Will we soon be able to control machines with simple gestures ?

The “Silense” European project launched in May 2017 is aimed at redefining the way we interact with machines. By using ultrasound technology similar to sonar, the researchers and industrialists participating in this collaboration have chosen to focus on 3D motion sensing technology. This technology could allow us to control our smartphone or house with simple gestures, without any physical contact with a tactile surface.

Lower the volume on your TV from your couch just by lowering your hand. Close the blinds in your bedroom by simply squeezing your fingers together. Show your car’s GPS the right direction to take by lifting your thumb. It may sound like scenes from a science fiction movie. Yet these scenarios are part of the real-life objectives of the European H2020 project called “Silense”, which stands for (Ultra)Sound Interfaces and Low Energy iNtegrated SEnsors. For a three-year period, this project will bring together 42 academic and industrial partners from eight countries throughout the continent. This consortium—which is particularly large, even for a H2020 project—will work from 2017 to 2020 to develop new human-machine interfaces based on ultrasound.

“What we want to do is replace tactile commands by commands the users can make from a distance, by moving their hands, arms or body,” explains Marius Preda, a researcher with Télécom SudParis, one of the project’s partners. To accomplish this, scientists will develop technology that is similar to sonar. An audio source will emit an inaudible sound that fills the air. When the sound wave hits an obstacle, it bounces back and returns to the source. Receivers placed at the same level as the transmitter record the wave travel times and determine the distance between the source and the obstacle. A 3D map of the environment can therefore be created. “It’s the same principle as an ultrasound,” the researcher explains.

In the case of the Silense project, the source will be made up of several transmitters, and there will be many more receivers than for a sonar. The goal is to improve the perception of the obstacles, thus improving the resolution of the 3D image that is produced. This should make it possible to detect smaller variations in shape, and therefore gestures that are more complex than those that are currently possible. “Today we can see if a hand is open or closed, but we cannot distinguish a finger that is up or two fingers that are up and squeezed together”, Marius Preda explains.

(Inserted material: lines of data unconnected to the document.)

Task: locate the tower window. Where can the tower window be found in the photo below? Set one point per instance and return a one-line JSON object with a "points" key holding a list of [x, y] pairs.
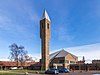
{"points": [[48, 25], [42, 25]]}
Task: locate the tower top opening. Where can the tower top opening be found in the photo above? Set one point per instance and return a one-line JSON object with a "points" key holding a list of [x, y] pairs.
{"points": [[45, 15]]}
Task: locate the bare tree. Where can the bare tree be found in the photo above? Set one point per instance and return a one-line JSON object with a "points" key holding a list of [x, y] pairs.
{"points": [[18, 53]]}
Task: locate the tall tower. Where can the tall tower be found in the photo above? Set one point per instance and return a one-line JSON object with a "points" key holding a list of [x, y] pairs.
{"points": [[45, 38]]}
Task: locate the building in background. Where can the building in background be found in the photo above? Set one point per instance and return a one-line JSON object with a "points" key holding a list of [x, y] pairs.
{"points": [[45, 38]]}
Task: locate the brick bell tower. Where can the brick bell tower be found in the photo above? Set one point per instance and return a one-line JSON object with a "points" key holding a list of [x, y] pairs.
{"points": [[45, 38]]}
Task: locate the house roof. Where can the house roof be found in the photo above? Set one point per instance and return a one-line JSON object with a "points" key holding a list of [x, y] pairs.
{"points": [[59, 54]]}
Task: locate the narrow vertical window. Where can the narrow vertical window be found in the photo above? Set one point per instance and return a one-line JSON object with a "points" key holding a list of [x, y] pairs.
{"points": [[42, 25], [48, 25]]}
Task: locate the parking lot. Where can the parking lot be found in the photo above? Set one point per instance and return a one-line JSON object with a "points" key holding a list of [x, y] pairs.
{"points": [[75, 73]]}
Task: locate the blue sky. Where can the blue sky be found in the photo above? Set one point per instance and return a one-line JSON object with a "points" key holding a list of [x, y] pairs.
{"points": [[74, 23]]}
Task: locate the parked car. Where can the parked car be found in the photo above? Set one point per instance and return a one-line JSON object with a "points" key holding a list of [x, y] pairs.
{"points": [[63, 70], [52, 71]]}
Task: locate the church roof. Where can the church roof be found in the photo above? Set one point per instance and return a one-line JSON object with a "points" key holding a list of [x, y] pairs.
{"points": [[59, 54], [45, 15]]}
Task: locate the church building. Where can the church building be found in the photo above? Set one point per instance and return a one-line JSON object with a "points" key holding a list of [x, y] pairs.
{"points": [[60, 58]]}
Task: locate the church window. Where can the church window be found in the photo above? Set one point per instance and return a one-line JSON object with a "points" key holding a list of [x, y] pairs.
{"points": [[42, 25], [48, 25]]}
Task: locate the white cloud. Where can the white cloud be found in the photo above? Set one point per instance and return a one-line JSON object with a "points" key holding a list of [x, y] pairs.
{"points": [[63, 34]]}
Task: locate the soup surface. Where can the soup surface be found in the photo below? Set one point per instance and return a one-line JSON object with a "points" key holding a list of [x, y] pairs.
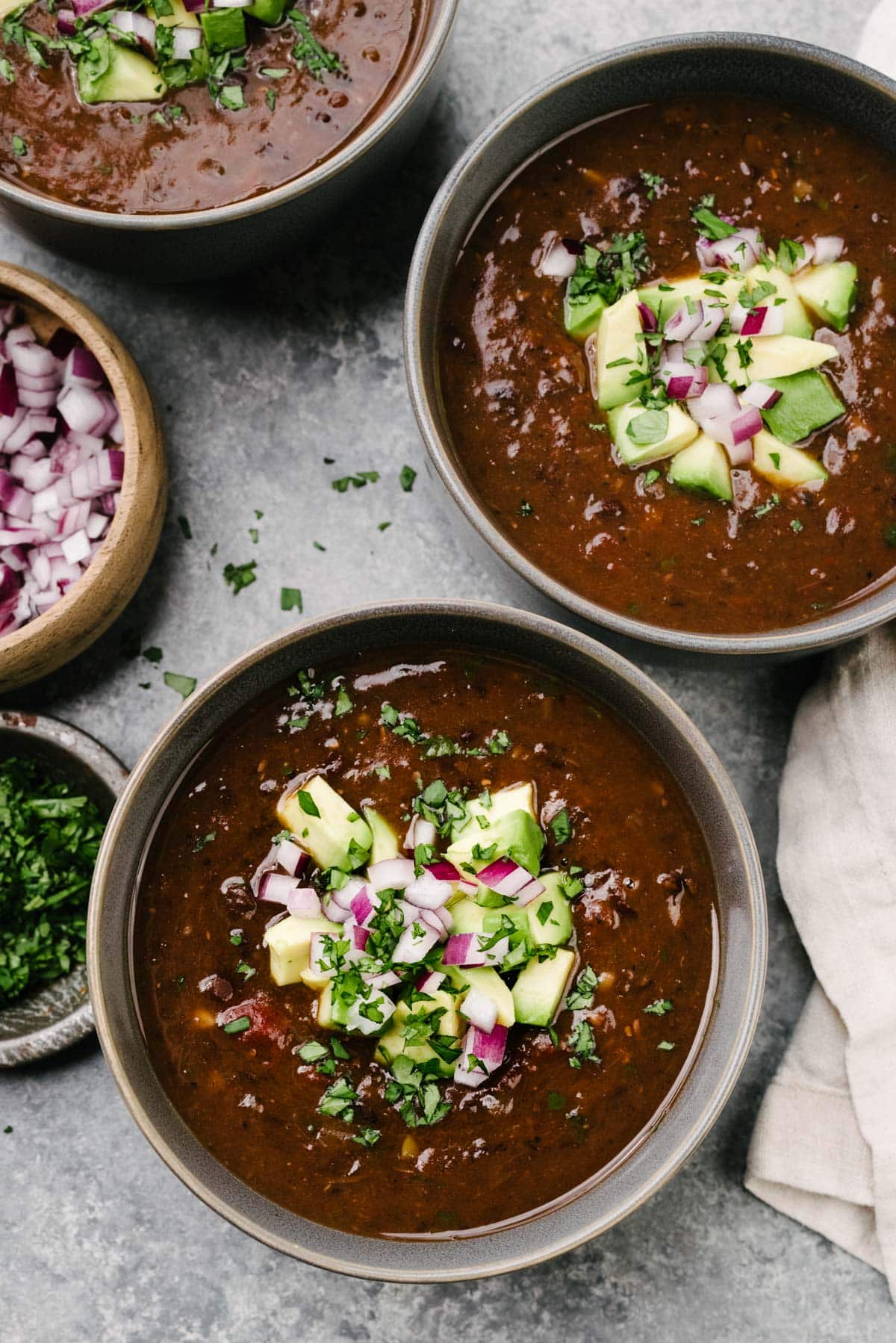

Télécom SudParis is leading the project’s software aspect. Its researchers’ mission is to develop image processing algorithms to recognize the gestures users make. By using neural networks to create deep learning, the scientists want to create a dictionary of distinctly different gestures. They will need to be recognizable by the ultrasound sensors regardless of the hand or arm’s position in relation to the sensor.

This is no easy task: the first step is to study differentiating gestures; the ones that cannot confuse the algorithms. The next steps involve reducing noise to improve the detection of shapes, sometimes in a way that is specific to the type of use—a sensor in the wall of a house will not have the same shortcomings as one in a car door. Finally, the researchers will also have to take the uniqueness of each user into account. Two different people will not make a specific sign the same way nor at the same speed.

“Our primary challenge is to develop software that can detect the beginning and end of a movement for any user,” explains Marius Preda, while emphasizing how difficult this task is, considering the fluid nature of human gestures: “We do not announce when are going to start or end a gesture. We must therefore succeed in perfectly segmenting the user’s actions into a chain of gestures.”

Moving towards the human-machine interaction of tomorrow

To meet this challenge, researchers at Télécom SudParis are working very closely with the partners in charge of the hardware aspect. Over the course of the project’s three-year period, the consortium hopes to develop new, smaller generations of sensors. This would make it possible to increase the number of transmitters and receivers on a given surface area, therefore improving the image resolution. This innovation, combined with new image processing algorithms, should significantly increase the catalogue of shapes recognized by ultrasound.

The Silense project is being followed very closely by car and connected object manufacturers. A human-machine interface that uses ultrasound features several advantages. In comparison to the current standard interface—touch—it improves vehicle safety by decreasing the attention required to push a button or tactile screen. In the case of smartphones or smart houses, this will mean greater convenience for consumers.

The ultrasound interface that is proposed here must also be compared with its main competitor: interaction through visual recognition—Kinect cameras, for example. According to Marius Preda, the use of ultrasound removes the lighting problems encountered with video in situations of overexposure (bright light in a car, for example) or underexposure (inside a house at night). In addition, the shape segmentation, for example for hands, is easier using 3D acoustic imaging. “If your hand is the same color as the wall behind you, it will be difficult for the camera to recognize your gesture,” the researcher explains.

Silense therefore has high hopes of creating a new way to interact with machines in our daily lives. By the end of the project, the consortium hopes to establish three demonstrators: one for a smart house, one integrated into a car, and one in a screen like that of a smartphone. If these first proof-of-concept studies prove conclusive, don’t be surprised to see drivers making big gestures in their cars someday!